Inner London was treated separately as London has a large population. As David Hey in his Family Names and Family History p.140 explains: "Commonwealth immigrants who have arrived since the 1950s can be even more difficult to identify in this way [distribution by telephone numbers], for many came with English surnames. Some of the bearers of distinctive surnames derived from English villages and hamlets turn out to be descendants of African slaves who were shipped to the West Indies and given the name of a slave owner whose family originated in England. For example, Comberbatch (sic) [he means Cumberbatch], a surname which is derived from a village in Cheshire, is a very common name in Barbados and has been reintroduced into England by West Indian immigrants.....As immigrants tend to cluster together, some of their distinctive surnames are now confined to particular localities in Britain."

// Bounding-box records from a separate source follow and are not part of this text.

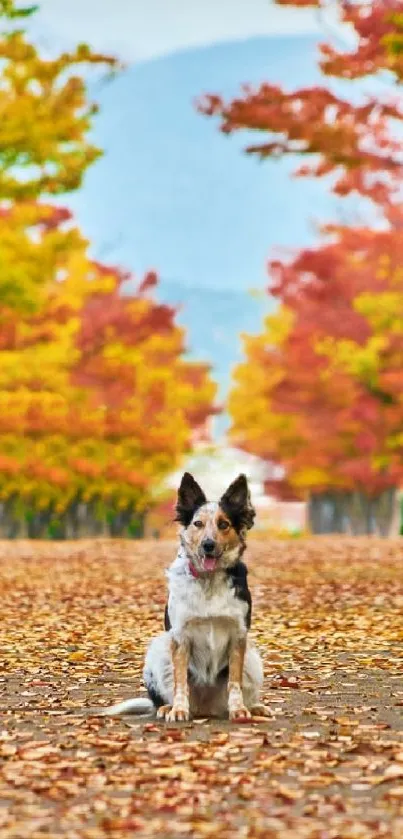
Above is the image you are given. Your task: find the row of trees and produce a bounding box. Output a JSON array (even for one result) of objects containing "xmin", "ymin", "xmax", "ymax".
[
  {"xmin": 204, "ymin": 0, "xmax": 403, "ymax": 535},
  {"xmin": 0, "ymin": 0, "xmax": 215, "ymax": 538}
]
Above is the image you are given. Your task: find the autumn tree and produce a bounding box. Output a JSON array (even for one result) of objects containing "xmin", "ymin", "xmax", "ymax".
[
  {"xmin": 200, "ymin": 0, "xmax": 403, "ymax": 533},
  {"xmin": 200, "ymin": 0, "xmax": 403, "ymax": 209},
  {"xmin": 0, "ymin": 249, "xmax": 215, "ymax": 537},
  {"xmin": 0, "ymin": 0, "xmax": 215, "ymax": 537},
  {"xmin": 230, "ymin": 229, "xmax": 403, "ymax": 534},
  {"xmin": 0, "ymin": 0, "xmax": 116, "ymax": 312}
]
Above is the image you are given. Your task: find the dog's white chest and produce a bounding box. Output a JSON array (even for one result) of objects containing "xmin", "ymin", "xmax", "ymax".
[{"xmin": 168, "ymin": 571, "xmax": 247, "ymax": 684}]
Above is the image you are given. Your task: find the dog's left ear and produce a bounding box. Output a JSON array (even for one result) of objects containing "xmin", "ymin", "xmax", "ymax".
[
  {"xmin": 219, "ymin": 475, "xmax": 256, "ymax": 531},
  {"xmin": 175, "ymin": 472, "xmax": 207, "ymax": 527}
]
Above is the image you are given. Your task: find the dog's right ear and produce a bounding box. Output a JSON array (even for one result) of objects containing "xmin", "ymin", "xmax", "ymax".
[{"xmin": 175, "ymin": 472, "xmax": 207, "ymax": 527}]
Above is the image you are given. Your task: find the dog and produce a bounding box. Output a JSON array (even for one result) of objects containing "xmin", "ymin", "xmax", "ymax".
[{"xmin": 103, "ymin": 472, "xmax": 266, "ymax": 722}]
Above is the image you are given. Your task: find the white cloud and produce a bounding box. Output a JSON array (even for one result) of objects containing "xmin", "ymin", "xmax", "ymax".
[{"xmin": 35, "ymin": 0, "xmax": 318, "ymax": 61}]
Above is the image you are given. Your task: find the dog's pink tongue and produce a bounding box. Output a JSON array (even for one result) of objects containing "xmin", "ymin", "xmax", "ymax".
[{"xmin": 203, "ymin": 556, "xmax": 217, "ymax": 571}]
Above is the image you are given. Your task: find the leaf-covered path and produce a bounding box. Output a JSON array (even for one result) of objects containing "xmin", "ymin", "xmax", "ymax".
[{"xmin": 0, "ymin": 539, "xmax": 403, "ymax": 839}]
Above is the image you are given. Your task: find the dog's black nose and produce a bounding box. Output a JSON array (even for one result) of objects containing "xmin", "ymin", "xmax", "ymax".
[{"xmin": 202, "ymin": 539, "xmax": 215, "ymax": 554}]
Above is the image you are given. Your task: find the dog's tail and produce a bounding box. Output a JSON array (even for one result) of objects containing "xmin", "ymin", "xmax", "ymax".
[{"xmin": 100, "ymin": 696, "xmax": 155, "ymax": 717}]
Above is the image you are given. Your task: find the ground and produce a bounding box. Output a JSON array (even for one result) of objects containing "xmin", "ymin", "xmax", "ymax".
[{"xmin": 0, "ymin": 538, "xmax": 403, "ymax": 839}]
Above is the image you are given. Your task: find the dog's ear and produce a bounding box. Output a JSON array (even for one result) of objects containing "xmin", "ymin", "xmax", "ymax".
[
  {"xmin": 219, "ymin": 475, "xmax": 256, "ymax": 532},
  {"xmin": 175, "ymin": 472, "xmax": 207, "ymax": 527}
]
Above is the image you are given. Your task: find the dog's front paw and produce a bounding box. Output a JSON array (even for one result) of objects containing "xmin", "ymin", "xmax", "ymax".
[
  {"xmin": 228, "ymin": 704, "xmax": 252, "ymax": 722},
  {"xmin": 165, "ymin": 703, "xmax": 190, "ymax": 722},
  {"xmin": 157, "ymin": 705, "xmax": 172, "ymax": 720},
  {"xmin": 250, "ymin": 705, "xmax": 274, "ymax": 717}
]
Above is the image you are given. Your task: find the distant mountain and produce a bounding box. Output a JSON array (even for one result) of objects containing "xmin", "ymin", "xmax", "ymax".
[{"xmin": 70, "ymin": 36, "xmax": 372, "ymax": 434}]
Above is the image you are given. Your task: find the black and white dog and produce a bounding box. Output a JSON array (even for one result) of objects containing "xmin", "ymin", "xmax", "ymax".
[{"xmin": 103, "ymin": 472, "xmax": 265, "ymax": 722}]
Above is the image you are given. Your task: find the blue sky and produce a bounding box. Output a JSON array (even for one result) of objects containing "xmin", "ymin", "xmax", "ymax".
[
  {"xmin": 31, "ymin": 0, "xmax": 319, "ymax": 62},
  {"xmin": 27, "ymin": 0, "xmax": 362, "ymax": 431}
]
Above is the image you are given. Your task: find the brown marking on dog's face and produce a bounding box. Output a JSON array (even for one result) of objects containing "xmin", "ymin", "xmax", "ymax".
[{"xmin": 177, "ymin": 475, "xmax": 255, "ymax": 573}]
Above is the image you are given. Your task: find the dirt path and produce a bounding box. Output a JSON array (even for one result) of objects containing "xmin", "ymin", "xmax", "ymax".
[{"xmin": 0, "ymin": 539, "xmax": 403, "ymax": 839}]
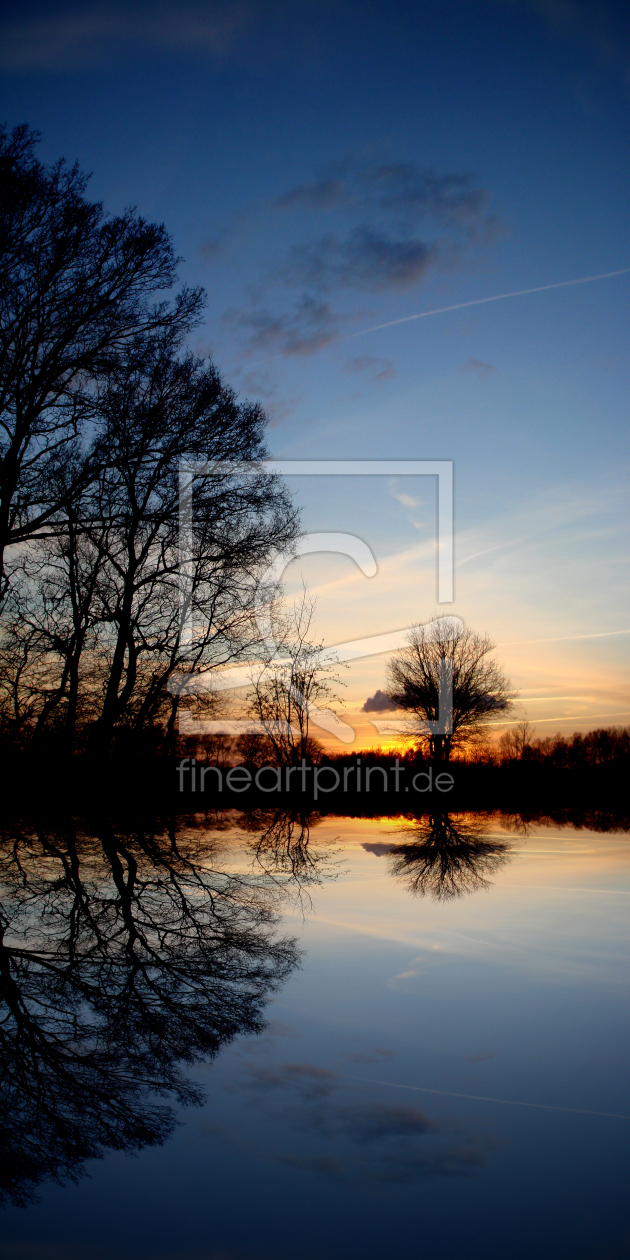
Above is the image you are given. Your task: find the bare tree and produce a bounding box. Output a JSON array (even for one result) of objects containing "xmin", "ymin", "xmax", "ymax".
[
  {"xmin": 0, "ymin": 330, "xmax": 297, "ymax": 747},
  {"xmin": 0, "ymin": 125, "xmax": 203, "ymax": 591},
  {"xmin": 389, "ymin": 814, "xmax": 512, "ymax": 901},
  {"xmin": 388, "ymin": 617, "xmax": 514, "ymax": 761},
  {"xmin": 0, "ymin": 818, "xmax": 299, "ymax": 1205},
  {"xmin": 249, "ymin": 593, "xmax": 340, "ymax": 765},
  {"xmin": 499, "ymin": 722, "xmax": 534, "ymax": 761}
]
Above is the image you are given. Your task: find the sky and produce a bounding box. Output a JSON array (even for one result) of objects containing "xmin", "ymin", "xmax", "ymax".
[{"xmin": 0, "ymin": 0, "xmax": 630, "ymax": 747}]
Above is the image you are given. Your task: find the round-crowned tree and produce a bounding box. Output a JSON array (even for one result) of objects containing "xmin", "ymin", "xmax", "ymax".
[{"xmin": 388, "ymin": 616, "xmax": 515, "ymax": 761}]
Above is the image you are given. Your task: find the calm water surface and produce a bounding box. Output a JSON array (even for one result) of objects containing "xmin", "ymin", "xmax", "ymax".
[{"xmin": 0, "ymin": 814, "xmax": 630, "ymax": 1260}]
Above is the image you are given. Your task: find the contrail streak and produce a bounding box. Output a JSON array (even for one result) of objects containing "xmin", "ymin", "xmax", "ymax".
[
  {"xmin": 350, "ymin": 1076, "xmax": 630, "ymax": 1120},
  {"xmin": 338, "ymin": 267, "xmax": 630, "ymax": 341}
]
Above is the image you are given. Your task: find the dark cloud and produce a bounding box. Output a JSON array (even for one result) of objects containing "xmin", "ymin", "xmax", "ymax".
[
  {"xmin": 461, "ymin": 358, "xmax": 496, "ymax": 377},
  {"xmin": 362, "ymin": 688, "xmax": 398, "ymax": 713},
  {"xmin": 275, "ymin": 158, "xmax": 490, "ymax": 228},
  {"xmin": 273, "ymin": 179, "xmax": 347, "ymax": 210},
  {"xmin": 344, "ymin": 1043, "xmax": 396, "ymax": 1063},
  {"xmin": 362, "ymin": 840, "xmax": 398, "ymax": 858},
  {"xmin": 243, "ymin": 1063, "xmax": 339, "ymax": 1101},
  {"xmin": 226, "ymin": 294, "xmax": 340, "ymax": 357},
  {"xmin": 278, "ymin": 223, "xmax": 438, "ymax": 292},
  {"xmin": 341, "ymin": 354, "xmax": 396, "ymax": 381},
  {"xmin": 221, "ymin": 1050, "xmax": 494, "ymax": 1184}
]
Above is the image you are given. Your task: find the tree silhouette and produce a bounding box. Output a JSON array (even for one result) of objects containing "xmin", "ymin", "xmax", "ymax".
[
  {"xmin": 389, "ymin": 813, "xmax": 512, "ymax": 901},
  {"xmin": 0, "ymin": 125, "xmax": 203, "ymax": 587},
  {"xmin": 388, "ymin": 617, "xmax": 514, "ymax": 761},
  {"xmin": 0, "ymin": 820, "xmax": 297, "ymax": 1203}
]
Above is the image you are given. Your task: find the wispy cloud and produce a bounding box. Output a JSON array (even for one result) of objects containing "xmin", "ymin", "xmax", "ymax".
[
  {"xmin": 0, "ymin": 0, "xmax": 251, "ymax": 71},
  {"xmin": 275, "ymin": 158, "xmax": 496, "ymax": 232},
  {"xmin": 224, "ymin": 294, "xmax": 340, "ymax": 357},
  {"xmin": 341, "ymin": 354, "xmax": 396, "ymax": 381},
  {"xmin": 461, "ymin": 357, "xmax": 496, "ymax": 377},
  {"xmin": 229, "ymin": 156, "xmax": 499, "ymax": 360}
]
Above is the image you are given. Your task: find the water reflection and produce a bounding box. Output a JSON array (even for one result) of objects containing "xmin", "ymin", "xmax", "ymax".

Whilst slave naming patterns are not the subject here he does raise a point regarding immigrants. The UK National Archives website 'Moving Here' includes a sample of immigrants ariving at UK ports between 1950 and 1960. In this sample 43 Cumberbatchs are mentioned and 33 (77%) are destined for London. The 'clustering' Hey mentions may be identified in the above mentioned Inner London boroughs, which may well be due to immigrants from Barbados. 'Moving Here' explains why and how:
"A minority [of Caribbeans] were recruited and subsidised by London Transport or by the hospitals of the new Health Service, but the majority came of their own accord, paying fares of up to £85, for ship cabins they typically shared with half a dozen other travellers. At the lower price range, conditions were worse, and cabin accommodation could be shared among a score of passengers."